Monday, 19 November 2007

Laziness in C#/LINQ

Perhaps this post should be called "The influence of Haskell".

One thing that people often don't realize is that when people (e.g. my buddy Erik Meijer) say that IEnumerable is a lazy list, they *really* mean it! Consider the following code in C# 3.0. It queries a database (in this case an array) by filtering out those elements that are not less than thirty. It then takes this resulting array and filters out those elements that are not more than twenty. The result is then printed out.

var MyDatabase = new int[] { 1, 25, 40, 5, 23 };

var query3 =
from x in MyDatabase
where LessThanThirty(x)
select x;

var query4 =
from x in query3
where MoreThanTwenty(x)
select x;

foreach (var r in query4) Console.WriteLine(r);

In fact, this is NOT the semantics. It's lazy lists a la Haskell, not strict lists a la ML. To see the difference, let me give you the code for pne of the filter tests (I'll make it side-effecting so you can see when it happens...)

static bool LessThanThirty(int x)
Console.WriteLine(x+"? Less than 30");
return x < 30;

Now try running the code. Not what you expected? That's because this is lazy programming!!

If you're a Haskell programmer, this is natural; although I suspect that programmers from more conventional languages might find it a little tricky.
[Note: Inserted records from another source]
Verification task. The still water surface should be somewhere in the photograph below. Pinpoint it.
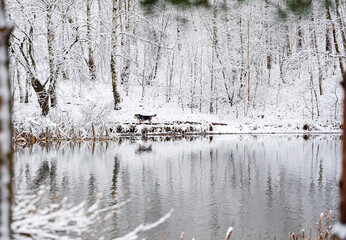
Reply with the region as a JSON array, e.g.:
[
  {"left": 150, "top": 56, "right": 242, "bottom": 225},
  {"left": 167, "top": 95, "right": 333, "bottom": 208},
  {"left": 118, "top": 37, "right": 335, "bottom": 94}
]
[{"left": 14, "top": 135, "right": 341, "bottom": 240}]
POSTSCRIPT: Okay, a number of people have asked me to give the result of running the code. It's as follows (where I've added some formatting to help you see what's going on).

1? Less than 30
1? More Than 20

25? Less than 30
25? More Than 20

40? Less than 30

5? Less than 30
5? More Than 20

23? Less than 30
23? More Than 20

So you can see the laziness working here, in that we get alternating Less-than-30, more-than-20 calls. Cool!


Tim said...

This isn't lazy evaluation, it's something much worse.

Lazy evaluation implies referential transparency: that the end result of the computation is independent of the order of evaluation. This way, the only aspect of execution that differs between lazy and ordinary (eager) evaluation is divergence.

But here, you have lazyness without referential transparency.

This is the defect of Algol 60 that gained infamy over 40 years ago: The result of your effectful computation is intimately tied to the order in which lazy items are accessed! An expression that looks like it should do the same on every invocation actually behaves differently on the first and subsequent runs.

Tim Sweeney

Gavin Bierman said...

If you mean that lazy evaluation is only an implementation technique for call-by-name and should not produce observably different results then you're right.

I'm not suggesting, by the way, that I think this is the best state of affairs. Merely that this is what happens.

(It all arises from a round-the-lunch-table chat with Erik Meijer and Daan Leijen. We came up with this example and asked other people at the lunch-table what the result was. No one got it right. Hence I wanted to write this down.)